Phillip Hallam-Baker hallam at gmail.com
Sun Sep 8 13:18:53 EDT 2013

On Sun, Sep 8, 2013 at 12:19 PM, Faré <fahree at gmail.com> wrote:

> On Sun, Sep 8, 2013 at 9:42 AM, Phillip Hallam-Baker <hallam at gmail.com>
> wrote:
> > Two caveats on the commentary about a symmetric key algorithm with a
> > trapdoor being a public key algorithm.
> >
> > 1) The trapdoor need not be a good public key algorithm, it can be
> flawed in
> > ways that would make it unsuited for use as a public key algorithm. For
> > instance being able to compute the private key from the public or deduce
> the
> > private key from multiple messages.
> >
> Then it's not a symmetric key algorithm with a trapdoor, it's just a
> broken algorithm.

But the compromise may only be visible if you have access to some
cryptographic technique which we don't currently have.

The point I am making is that a backdoor in a symmetric function need not
be a secure public key system, it could be a breakable one. And that is a
much wider class of function than public key cryptosystems. There are many
approaches that were tried before RSA and ECC were settled on.

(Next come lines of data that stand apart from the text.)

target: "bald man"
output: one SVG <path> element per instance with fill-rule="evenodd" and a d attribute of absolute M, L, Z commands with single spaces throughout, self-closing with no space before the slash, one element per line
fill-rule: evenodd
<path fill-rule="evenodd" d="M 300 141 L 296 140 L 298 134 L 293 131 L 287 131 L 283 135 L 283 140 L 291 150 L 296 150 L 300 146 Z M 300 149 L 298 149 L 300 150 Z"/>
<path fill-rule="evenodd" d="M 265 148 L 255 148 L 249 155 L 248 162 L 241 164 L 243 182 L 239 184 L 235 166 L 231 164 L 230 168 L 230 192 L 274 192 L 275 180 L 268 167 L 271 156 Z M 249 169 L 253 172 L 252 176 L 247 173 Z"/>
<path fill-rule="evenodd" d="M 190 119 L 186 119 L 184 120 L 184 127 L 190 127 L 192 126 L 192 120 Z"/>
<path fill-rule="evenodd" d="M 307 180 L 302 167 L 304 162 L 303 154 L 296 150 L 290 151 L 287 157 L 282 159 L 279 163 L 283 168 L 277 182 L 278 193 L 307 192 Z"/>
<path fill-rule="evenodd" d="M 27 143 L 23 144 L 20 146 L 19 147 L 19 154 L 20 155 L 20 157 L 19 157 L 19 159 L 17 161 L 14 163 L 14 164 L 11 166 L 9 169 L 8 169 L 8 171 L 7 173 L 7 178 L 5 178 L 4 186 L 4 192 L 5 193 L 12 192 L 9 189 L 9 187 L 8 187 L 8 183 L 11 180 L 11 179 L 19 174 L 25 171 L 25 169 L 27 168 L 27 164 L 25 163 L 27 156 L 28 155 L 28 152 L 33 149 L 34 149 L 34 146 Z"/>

> > 2) The trapdoor need not be a perfect decrypt. A trapdoor that reduced
> the
> > search space for brute force search from 128 bits to 64 or only worked on
> > some messages would be enough leverage for intercept purposes but make it
> > useless as a public key system.
> >
> I suppose the idea is that by using the same trapdoor algorithm or
> algorithm family
> and doubling the key size (e.g. 3DES style), you get a 256-bit
> symmetric key system
> that can be broken in 2^128 attempts by someone with the system's private
> key
> but 2^256 by someone without. If in your message you then communicate 128
> bits
> of information about your symmetric key, the guy with the private key
> can easily crack your symmetric key, whereas others just can't.
> Therefore that's a great public key cryptography system.

2^128 is still beyond the reach of brute force.

2^64 and a 128 bit key which is the one we usually use on the other hand...

Perhaps we should do a test, move to 256 bits on a specific date across the
net and see if the power consumption rises near the NSA data centers.